With psychological precision and a language that shimmers like a painting, Stauffer explores the fragility of human relationships in a world where virtuality and reality blend into one another.
»From the very first page, Verena Stauffer takes us on the love journey of an artist who, with every step, packs up and transforms a piece of the world. After reading, your own world will remain changed forever – more colorful, richer, and deeper.« Yevgeniy Breyger
»Verena Stauffer does not shy away from taboos. The language is rich, following in a tradition that stretches from Charles Baudelaire to Arthur Schnitzler, Else Laske-Schüler, and the French writer Colette. And the novel's motifs are sophisticated and precisely interwoven. The transition between the analog and digital worlds is described in a reflective manner.« SWR
Ava is an artist living a precarious existence. She is trying to free herself from an unhappy relationship, and in her search for security she becomes entangled in a love triangle between a young, attractive doctor and the reality-shy E. A play of vibrating enchantment and shattering twists unfolds – of chasing and being chased, of fulfilment and withdrawal, of life and death. A growing mistrust spreads through her mind: Who is the father of her child – is she really pregnant? Has her lover been murdered? She almost loses herself in the constant shifting between virtual and real life, finding herself drawn into a role-playing game, a virtual world in which she seems to be fighting against herself. Yet through her unwavering faith in painting, in color, in friendship, and in goodness, she creates a new, grand painting and senses that she had to experience life in order to reconnect with herself and her art.

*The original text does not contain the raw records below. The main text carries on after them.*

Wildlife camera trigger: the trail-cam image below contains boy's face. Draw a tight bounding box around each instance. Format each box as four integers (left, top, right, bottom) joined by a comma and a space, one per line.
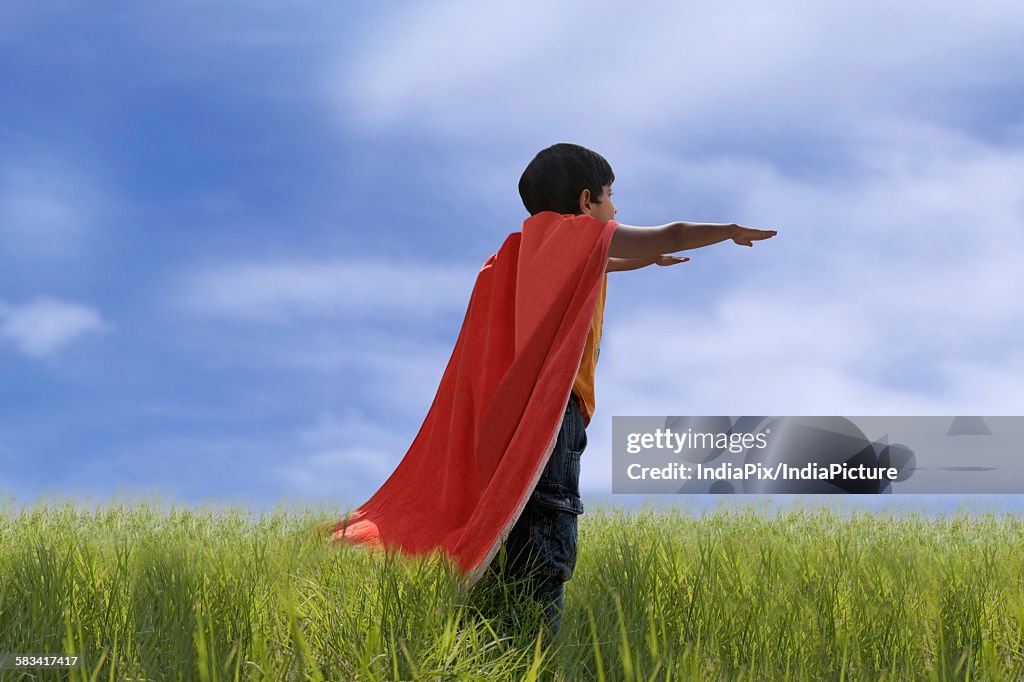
581, 184, 617, 222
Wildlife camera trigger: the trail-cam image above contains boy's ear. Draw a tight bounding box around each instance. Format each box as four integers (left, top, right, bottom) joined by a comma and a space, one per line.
580, 187, 590, 214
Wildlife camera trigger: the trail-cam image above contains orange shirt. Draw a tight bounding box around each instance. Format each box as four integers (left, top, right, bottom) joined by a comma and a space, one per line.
572, 273, 608, 424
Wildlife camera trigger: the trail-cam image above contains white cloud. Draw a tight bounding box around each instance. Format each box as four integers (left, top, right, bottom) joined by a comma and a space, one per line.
172, 260, 479, 322
0, 296, 108, 357
278, 412, 412, 504
0, 158, 105, 260
335, 0, 1024, 142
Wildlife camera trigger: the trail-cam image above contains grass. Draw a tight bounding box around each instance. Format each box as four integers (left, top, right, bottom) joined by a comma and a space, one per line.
0, 493, 1024, 682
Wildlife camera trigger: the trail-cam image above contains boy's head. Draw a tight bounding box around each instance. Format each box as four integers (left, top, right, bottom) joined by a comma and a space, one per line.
519, 142, 615, 221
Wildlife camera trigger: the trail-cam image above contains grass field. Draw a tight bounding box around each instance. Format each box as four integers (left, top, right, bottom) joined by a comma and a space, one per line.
0, 493, 1024, 681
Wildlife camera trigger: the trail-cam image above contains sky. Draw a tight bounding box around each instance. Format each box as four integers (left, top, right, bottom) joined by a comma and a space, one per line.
0, 0, 1024, 516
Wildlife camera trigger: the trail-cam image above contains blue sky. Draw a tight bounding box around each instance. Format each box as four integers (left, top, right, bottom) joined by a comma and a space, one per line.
0, 0, 1024, 506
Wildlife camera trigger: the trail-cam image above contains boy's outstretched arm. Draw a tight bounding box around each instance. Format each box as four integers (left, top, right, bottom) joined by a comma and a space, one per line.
608, 221, 777, 259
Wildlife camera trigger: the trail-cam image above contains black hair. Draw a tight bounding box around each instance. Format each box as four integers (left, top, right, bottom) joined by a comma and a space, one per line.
519, 142, 615, 215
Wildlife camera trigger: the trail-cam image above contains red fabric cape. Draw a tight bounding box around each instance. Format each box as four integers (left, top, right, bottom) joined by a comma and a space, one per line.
331, 212, 616, 587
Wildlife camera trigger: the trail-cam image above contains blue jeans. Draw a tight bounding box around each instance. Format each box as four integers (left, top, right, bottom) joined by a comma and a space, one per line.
493, 394, 587, 635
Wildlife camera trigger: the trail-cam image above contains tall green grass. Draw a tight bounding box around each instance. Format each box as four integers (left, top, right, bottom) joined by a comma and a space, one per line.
0, 493, 1024, 681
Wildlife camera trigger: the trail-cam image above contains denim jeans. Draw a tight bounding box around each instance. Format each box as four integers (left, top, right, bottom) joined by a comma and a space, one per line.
493, 394, 587, 636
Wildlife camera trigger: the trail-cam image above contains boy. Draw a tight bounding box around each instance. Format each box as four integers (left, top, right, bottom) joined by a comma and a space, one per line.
331, 144, 775, 638
492, 143, 776, 638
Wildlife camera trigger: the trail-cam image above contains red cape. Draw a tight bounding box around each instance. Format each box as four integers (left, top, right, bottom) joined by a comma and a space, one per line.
331, 212, 616, 587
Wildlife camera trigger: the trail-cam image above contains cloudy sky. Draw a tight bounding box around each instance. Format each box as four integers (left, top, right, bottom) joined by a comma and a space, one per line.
0, 0, 1024, 506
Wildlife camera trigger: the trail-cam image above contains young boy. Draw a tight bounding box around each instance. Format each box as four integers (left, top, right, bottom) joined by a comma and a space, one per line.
479, 143, 776, 639
331, 144, 775, 638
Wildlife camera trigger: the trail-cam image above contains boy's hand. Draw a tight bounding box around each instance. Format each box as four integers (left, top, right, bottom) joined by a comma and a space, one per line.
732, 225, 778, 246
654, 254, 689, 265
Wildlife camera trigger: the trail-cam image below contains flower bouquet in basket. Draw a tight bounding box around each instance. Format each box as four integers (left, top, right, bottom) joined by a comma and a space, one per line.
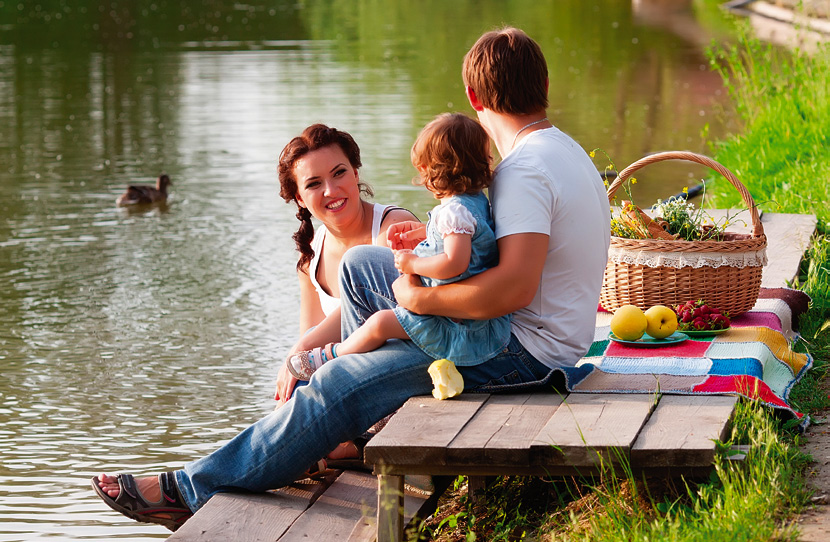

With her unique, award-winning language, Verena Stauffer dives into the digital world and skillfully blurs it with reality in unpredictable ways.
Verena Stauffer, born in 1978 in Kirchdorf an der Krems, Upper Austria, published her debut novel Orchis in 2018, which was nominated for the Alpha Literature Prize, the Hotlist of Independents, and the Blogger Debut Prize. She has twice been nominated for the Austrian Book Prize: with Ousia (published by Kookbooks) and with her latest poetry collection Kiki Beach. In 2025 she read at the Ingeborg Bachmann Prize in Klagenfurt and in 2026 she received the George Saiko Travel Grant. Stauffer lives in Vienna.